Beyond Simple Metrics
A custom probe can be configured to execute any command or script, giving you complete control over how data is collected, processed, and transformed into meaningful metrics. This provides maximum flexibility for advanced use cases, such as:
- Calculate rolling averages, minimums, or maximums over time
- Perform statistical analysis on historical data
- Aggregate and combine information from multiple sources
- Apply custom filtering, normalization, or smoothing algorithms
- Generate derived metrics based on multiple readings
If you prefer not to implement these data-processing logics yourself, a Rule Engine add-on is available. It seamlessly integrates with other Connhex Edge services, offering an easy way to define powerful, event-driven rules and transformations without custom scripting.
Storing State Between Executions
Probes are inherently stateless objects. However, the scripts they execute can be designed to maintain state by storing data, for example, in temporary files or other persistent storages. This approach enables time-based calculations that rely on historical context.
Example: Rolling Average Temperature
Calculate a 5-minute rolling average of temperature readings:
[[monitoring.metrics]]
type = "custom"
name = "temperature_5min_avg"
unit = "degC"
interval = "30s"
[metrics.probe]
source_type = "command"
source = "/opt/iot-metrics/scripts/temperature_average.sh"
#!/bin/bash
# temperature_average.sh - Calculate 5-minute rolling average
STATE_FILE="/tmp/temperature_readings.txt"
HISTORY_SECONDS=300 # 5 minutes
CURRENT_TIME=$(date +%s)
# Read the current temperature from the sensor
CURRENT_TEMP=$(cat /sys/class/thermal/thermal_zone0/temp | grep -oP '([0-9.]+)')
# Append current reading with timestamp
echo "${CURRENT_TIME} ${CURRENT_TEMP}" >> "${STATE_FILE}"
# Remove readings older than 5 minutes
if [ -f "${STATE_FILE}" ]; then
CUTOFF_TIME=$((CURRENT_TIME - HISTORY_SECONDS))
grep -v "^[0-9]*\s" "${STATE_FILE}" > /dev/null 2>&1
awk -v cutoff="$CUTOFF_TIME" '$1 >= cutoff' "${STATE_FILE}" > "${STATE_FILE}.tmp"
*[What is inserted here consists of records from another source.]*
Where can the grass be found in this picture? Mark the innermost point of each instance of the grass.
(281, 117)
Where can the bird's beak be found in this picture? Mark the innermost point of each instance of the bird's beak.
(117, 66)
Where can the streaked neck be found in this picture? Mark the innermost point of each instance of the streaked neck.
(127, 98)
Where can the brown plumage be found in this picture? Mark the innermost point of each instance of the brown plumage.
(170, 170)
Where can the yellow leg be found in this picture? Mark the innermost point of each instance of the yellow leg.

mv "${STATE_FILE}.tmp" "${STATE_FILE}"
fi
# Calculate average of all readings in the window
if [ -f "${STATE_FILE}" ] && [ -s "${STATE_FILE}" ]; then
AVERAGE=$(awk '{ sum += $2; count++ } END { if (count > 0) print sum/count; else print 0 }' "${STATE_FILE}")
echo "${AVERAGE}"
else
# If no history exists yet, return current reading
echo "${CURRENT_TEMP}"
fi
Best Practices for Custom Scripts
Output Format
Your script should output to stdout only the numeric or string value representing the measurement result. Avoid printing debug information or status messages (use stderr if needed). Ensure the output matches the expected data type for your metric.
File Locations
Use /tmp for temporary state files that don't need persistence across reboots.
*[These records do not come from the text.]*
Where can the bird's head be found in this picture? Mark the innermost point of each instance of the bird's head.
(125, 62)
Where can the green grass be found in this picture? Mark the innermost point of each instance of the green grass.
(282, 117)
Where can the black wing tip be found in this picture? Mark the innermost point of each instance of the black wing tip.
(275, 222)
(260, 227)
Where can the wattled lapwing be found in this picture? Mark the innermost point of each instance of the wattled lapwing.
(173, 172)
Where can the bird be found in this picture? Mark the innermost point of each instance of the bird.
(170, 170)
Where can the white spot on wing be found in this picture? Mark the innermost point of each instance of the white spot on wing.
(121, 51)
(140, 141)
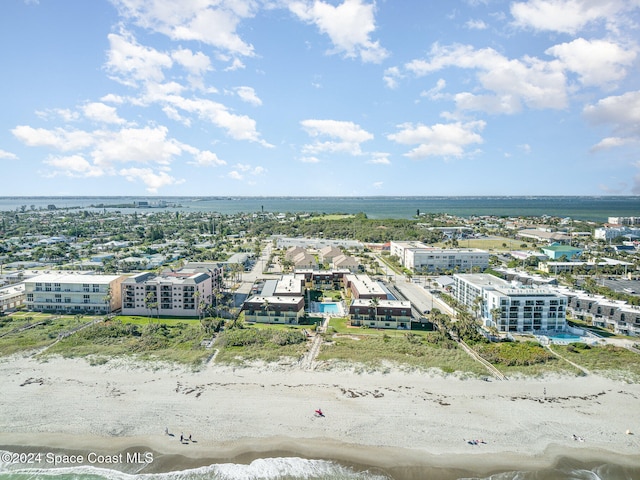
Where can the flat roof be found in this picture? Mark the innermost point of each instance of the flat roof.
(65, 277)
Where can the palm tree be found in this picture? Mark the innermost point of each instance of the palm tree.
(107, 300)
(373, 308)
(266, 306)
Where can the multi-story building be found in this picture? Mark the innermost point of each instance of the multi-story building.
(376, 313)
(176, 294)
(509, 306)
(424, 258)
(273, 309)
(362, 286)
(11, 297)
(616, 315)
(609, 233)
(65, 292)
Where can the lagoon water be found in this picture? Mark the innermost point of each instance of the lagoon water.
(594, 208)
(295, 468)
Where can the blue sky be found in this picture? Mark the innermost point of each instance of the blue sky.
(320, 97)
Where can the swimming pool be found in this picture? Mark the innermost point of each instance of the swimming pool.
(329, 307)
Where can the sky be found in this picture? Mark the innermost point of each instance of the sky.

Use application-specific directories (e.g., /var/lib/iot-metrics) for important persistent data, or if your device and application allows it, a DB like sqlite.
Ensure your scripts have appropriate file permissions and are accessible to the agent.
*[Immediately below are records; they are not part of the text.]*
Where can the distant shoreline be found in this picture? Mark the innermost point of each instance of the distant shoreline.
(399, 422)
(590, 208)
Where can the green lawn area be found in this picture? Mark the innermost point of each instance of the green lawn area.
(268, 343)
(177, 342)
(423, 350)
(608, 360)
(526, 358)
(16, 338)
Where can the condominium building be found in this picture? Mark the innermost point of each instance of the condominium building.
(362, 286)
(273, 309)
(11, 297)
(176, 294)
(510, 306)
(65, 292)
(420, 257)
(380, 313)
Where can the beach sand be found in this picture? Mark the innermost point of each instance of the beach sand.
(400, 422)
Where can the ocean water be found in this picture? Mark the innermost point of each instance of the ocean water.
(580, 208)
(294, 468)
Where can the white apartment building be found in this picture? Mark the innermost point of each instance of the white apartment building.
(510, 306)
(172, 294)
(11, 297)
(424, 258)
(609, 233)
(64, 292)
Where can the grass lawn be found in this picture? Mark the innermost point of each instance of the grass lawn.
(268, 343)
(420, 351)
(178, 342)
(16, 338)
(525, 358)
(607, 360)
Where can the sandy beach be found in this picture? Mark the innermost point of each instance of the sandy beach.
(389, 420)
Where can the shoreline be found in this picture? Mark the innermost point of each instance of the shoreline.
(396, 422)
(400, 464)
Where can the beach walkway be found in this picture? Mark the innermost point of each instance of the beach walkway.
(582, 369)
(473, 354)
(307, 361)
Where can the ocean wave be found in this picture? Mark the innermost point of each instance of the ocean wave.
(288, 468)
Performance Considerations
When enabling the monitoring addon, special attention must be given to network data usage and system resource constraints.
Limit the Number of Collected Metrics
Each collected metric generates data that must be transmitted periodically.
Collecting too many metrics, or unnecessary submetrics, increases both:
- Bandwidth consumption (larger data payloads per publish cycle)
- CPU and memory load on the device (from collecting and formatting data)
Make sure to:
- Only enable metrics that are relevant to your monitoring or diagnostic needs.
- Avoid collecting all subfields of a metric unless strictly necessary.
Adjust Sampling and Publish Intervals Appropriately
The interval fields determine how frequently each metric is sampled and how often the agent sends data upstream. If not properly configured, these settings can generate excessive load on devices or cause high network bandwidth consumption.
When configuring the monitor:
- Set the
publish_intervalto the coarsest acceptable reporting frequency. For low-bandwidth connections, consider publishing data every few minutes. - Adjust the
intervalfor each metric to reflect how quickly the underlying value changes.